Journalisme et Karl Lagerfeld. C'est en tant que prisonnier dans l'Oflag de Lübeck que Marcel Haedrich va commencer ses premiers pas de journalistes. « Comme je parlais l'allemand, je lisais la presse allemande de propagande et je faisais une revue de presse pour mes compatriotes. Ainsi je tentais de donner une actualité sur les événements de la guerre ». Après avoir obtenu sa libération en tant qu'Alsacien, Marcel Haedrich part en zone sud en passant par Strasbourg qu'il découvre occupé par le Reich avec des Croix gammées partout. Ce sont des cheminots qui vont l'aider à passer en zone libre. Arrivé à Lyon Marcel Haedrich reprend son travail à Rhône Poulenc mais commence à présenter ses premiers articles sur son expérience de prisonnier à la rédaction du Figaro et rencontre Pierre Brisson. A partir de ce moment il va rencontrer le journal Paris-Soir avecHervé Mille et Jean Prouvost qui comme le Figaro s'est retiré à Lyon. Ce Paris-Soir n'est pas à mélanger avec le titre de propagande allemande édité par l'Occupant à Paris avec les rotatives de l'ancienne rédaction. La rédaction du Paris-Soir retirée à Lyon éditait de fausses cartes pour la résistance et le groupe Prouvost a permis la survie du Figaro et de ses journalistes. C'est à ce moment que Marcel Haedrich va se lancer dans la publication du journal de la résistance l'Homme Libre avec trois typographes et éditer des tracts en allemand pour pousser les soldats allemands à se rendre.

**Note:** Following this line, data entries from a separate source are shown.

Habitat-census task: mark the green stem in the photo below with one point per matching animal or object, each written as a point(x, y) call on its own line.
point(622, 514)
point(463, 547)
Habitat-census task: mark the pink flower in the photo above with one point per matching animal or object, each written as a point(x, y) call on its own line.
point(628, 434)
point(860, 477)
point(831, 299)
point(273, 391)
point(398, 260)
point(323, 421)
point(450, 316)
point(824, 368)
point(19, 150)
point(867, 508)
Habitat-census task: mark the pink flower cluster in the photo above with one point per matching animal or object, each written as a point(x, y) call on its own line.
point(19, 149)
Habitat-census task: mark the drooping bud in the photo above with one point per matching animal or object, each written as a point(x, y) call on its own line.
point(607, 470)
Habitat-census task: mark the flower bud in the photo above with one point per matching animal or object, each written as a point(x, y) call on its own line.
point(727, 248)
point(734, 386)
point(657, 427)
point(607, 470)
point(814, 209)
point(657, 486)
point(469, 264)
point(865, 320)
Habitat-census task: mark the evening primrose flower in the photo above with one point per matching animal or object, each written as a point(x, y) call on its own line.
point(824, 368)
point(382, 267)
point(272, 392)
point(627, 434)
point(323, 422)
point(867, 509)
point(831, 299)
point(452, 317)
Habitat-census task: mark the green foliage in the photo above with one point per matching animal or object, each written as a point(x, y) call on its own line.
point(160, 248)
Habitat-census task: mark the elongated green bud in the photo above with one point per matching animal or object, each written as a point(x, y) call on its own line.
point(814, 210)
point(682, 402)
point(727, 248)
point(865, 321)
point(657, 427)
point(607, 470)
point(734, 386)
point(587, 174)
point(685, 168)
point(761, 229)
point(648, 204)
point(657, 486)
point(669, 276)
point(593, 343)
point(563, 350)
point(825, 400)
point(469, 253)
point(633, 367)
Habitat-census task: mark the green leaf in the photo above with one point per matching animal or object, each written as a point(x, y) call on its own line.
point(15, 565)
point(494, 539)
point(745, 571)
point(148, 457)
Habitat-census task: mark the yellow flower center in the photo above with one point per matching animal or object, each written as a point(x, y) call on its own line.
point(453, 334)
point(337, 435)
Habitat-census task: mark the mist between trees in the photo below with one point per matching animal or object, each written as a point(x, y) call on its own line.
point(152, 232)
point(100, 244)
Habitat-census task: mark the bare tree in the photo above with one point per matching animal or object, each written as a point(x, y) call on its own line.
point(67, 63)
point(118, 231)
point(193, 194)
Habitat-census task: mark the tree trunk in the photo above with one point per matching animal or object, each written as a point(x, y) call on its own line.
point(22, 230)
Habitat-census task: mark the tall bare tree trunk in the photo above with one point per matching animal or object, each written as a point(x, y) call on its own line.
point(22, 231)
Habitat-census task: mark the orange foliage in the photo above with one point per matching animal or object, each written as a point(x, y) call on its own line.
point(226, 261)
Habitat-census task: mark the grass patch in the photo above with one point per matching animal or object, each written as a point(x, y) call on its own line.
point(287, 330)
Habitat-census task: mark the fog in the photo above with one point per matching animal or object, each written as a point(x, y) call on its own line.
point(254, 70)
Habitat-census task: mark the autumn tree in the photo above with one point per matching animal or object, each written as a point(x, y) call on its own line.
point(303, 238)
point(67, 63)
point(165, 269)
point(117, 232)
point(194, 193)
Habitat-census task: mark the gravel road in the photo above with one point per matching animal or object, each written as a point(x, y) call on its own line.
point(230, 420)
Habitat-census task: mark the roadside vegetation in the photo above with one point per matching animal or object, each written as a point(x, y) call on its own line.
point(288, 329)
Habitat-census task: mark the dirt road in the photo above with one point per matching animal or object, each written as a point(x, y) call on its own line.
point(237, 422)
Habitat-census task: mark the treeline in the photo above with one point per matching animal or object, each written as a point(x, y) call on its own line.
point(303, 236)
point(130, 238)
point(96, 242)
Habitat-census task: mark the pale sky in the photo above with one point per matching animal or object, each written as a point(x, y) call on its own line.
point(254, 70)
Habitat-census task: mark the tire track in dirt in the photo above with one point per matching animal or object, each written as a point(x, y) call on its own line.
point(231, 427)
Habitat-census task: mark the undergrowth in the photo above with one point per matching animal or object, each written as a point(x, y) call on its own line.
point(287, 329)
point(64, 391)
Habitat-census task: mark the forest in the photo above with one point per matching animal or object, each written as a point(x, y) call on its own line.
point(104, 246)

Retiré depuis longtemps de la vie publique Marcel Haedrich, qui se donnait toujours au travail de l'écriture (en lui rendant visite on pouvait entendre sa machine à écrire valser sous les salves des mots), a entendu à la télévision Karl Lagerfeld parler de lui : « Ne lisez pas la biographie de Coco Chanel écrite par Marcel Haedrich car c'est mauvais ». En colère Marcel Haedrich obtiendra un droit de parole à l'antenne et dira que Karl Lagerfeld ne respecte en rien l'esprit de Coco Chanel. « Les robes de Chanel arrivaient en-dessous du genoux ». Observant la presse actuelle il dira : « si j'étais plus jeune je ferais un journal car le journalisme a un manque ! ». Comme de nombreux lecteurs de journaux qui souhaitent avoir un droit de réponse il ne pouvait plus passer des articles en téléphonant aux rédactions. « C'est effrayant les journalistes ne connaissent plus rien, n'écoutent plus et ne vont plus à la rencontre des gens », disait-il. Marcel Haedrich aimait passer des jours de repos à Munster et à Cancale.